Estímulo

Por causa do ódio que eu tinha das aulas de ballet quando criança, bailarinos não em despertavam nenhum tipo de inveja. Não achava nada demais nas habilidades de alguém num palco, que fazia questão de nem prestigiar. Quando ao físico, achava que essa gente precisava ganhar uma pãozinho com manteiga. As coisas começaram a mudar dentro de mim de uma maneira muito sutil, graças à Janine. Ela sempre me elogiou como aluna de pilates, a maneira como eu era concentrada, como aprendia rápido, como tinha boa consciência corporal. Mas ela nunca me confundiu com uma bailarina e nunca me disse que eu seria uma boa bailarina. Percebi que comecei a sentir ciúmes do quanto ela dava importância a isso, passei a ter raiva cada vez que um bailarino aparecia e ela logo percebia “quando vi o pé, a postura”. Passei a desejar que ela me falasse pra fazer ballet, que dissesse que eu levo jeito. Mas ela nunca disse. Hoje eu entendo, porque ballet é muito difícil e é uma tremenda responsabilidade falar isso para as pessoas. Algumas acham que você é fiadora delas para sempre.
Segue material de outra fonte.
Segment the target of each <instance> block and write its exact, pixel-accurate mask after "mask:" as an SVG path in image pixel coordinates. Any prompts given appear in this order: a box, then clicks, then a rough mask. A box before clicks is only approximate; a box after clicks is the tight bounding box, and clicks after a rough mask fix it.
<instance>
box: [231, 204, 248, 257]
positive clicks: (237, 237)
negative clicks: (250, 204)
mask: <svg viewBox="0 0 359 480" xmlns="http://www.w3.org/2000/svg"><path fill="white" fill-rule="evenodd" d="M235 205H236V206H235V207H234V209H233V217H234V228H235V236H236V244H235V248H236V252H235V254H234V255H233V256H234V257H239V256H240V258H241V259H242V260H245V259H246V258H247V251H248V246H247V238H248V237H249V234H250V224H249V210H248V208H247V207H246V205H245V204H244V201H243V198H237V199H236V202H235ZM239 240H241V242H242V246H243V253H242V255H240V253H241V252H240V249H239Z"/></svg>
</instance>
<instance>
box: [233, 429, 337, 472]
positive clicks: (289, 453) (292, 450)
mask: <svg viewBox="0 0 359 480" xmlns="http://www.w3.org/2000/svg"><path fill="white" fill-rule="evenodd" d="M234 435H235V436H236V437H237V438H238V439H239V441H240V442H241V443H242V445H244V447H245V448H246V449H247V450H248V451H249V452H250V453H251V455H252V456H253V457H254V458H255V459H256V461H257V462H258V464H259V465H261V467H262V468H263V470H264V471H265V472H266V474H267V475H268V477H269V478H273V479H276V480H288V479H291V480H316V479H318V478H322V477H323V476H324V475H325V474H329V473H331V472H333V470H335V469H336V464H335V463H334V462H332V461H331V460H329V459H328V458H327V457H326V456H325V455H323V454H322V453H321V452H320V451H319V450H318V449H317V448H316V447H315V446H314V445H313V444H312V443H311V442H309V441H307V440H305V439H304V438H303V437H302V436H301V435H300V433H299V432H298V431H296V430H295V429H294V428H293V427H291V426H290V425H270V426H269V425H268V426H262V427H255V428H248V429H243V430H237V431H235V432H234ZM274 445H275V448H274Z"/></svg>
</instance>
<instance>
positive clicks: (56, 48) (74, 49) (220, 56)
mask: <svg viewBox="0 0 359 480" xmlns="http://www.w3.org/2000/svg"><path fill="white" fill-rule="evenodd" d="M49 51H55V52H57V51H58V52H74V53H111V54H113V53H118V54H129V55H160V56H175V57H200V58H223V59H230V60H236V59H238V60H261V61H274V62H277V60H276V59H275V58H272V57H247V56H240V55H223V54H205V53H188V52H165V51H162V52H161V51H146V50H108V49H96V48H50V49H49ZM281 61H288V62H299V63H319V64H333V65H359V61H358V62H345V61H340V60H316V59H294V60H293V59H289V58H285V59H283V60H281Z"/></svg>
Minha energia para ser escultora estava no fim e me recomendaram o programa de um banco, que teria um site de vendas internacionais. Essencialmente, a única coisa que precisava era ter conta lá e pedir pra entrar no programa. Na época, eu tinha uma amiga de orkut, que estava na mesma situação que eu: desempregada, querendo vender seu trabalho (bijoux) e não conseguia. Quando me falaram do programa, fiquei entusiasmada e contei pra ela. Vocês não imaginam a dor de cabeça que isso foi. Ela me enchia de perguntas, não apenas quando eu contei – toda semana ela vinha me encher o saco. No início respondia, depois mandei ela se informar no site mas nada adiantava. Ela queria saber se dava certo, se era garantido, se eu estava vendendo, o que estava acontecendo, ela não ia entrar no escuro, etc. Percebi que o fato de ser sugestão minha, na cabeça da criatura, me tornou responsável. Se ela entrasse, se não desse certo, se gastasse muito ou se a unha quebrasse, a culpa seria toda minha, pra sempre (e se desse certo seria obrigada e benção, claro). Como se não bastassem as minhas próprias dúvidas, tinha que aguentar as dela. No fim, o site e a amizade acabaram. E eu passei a pensar mil vezes antes de sugerir coisas para as pessoas.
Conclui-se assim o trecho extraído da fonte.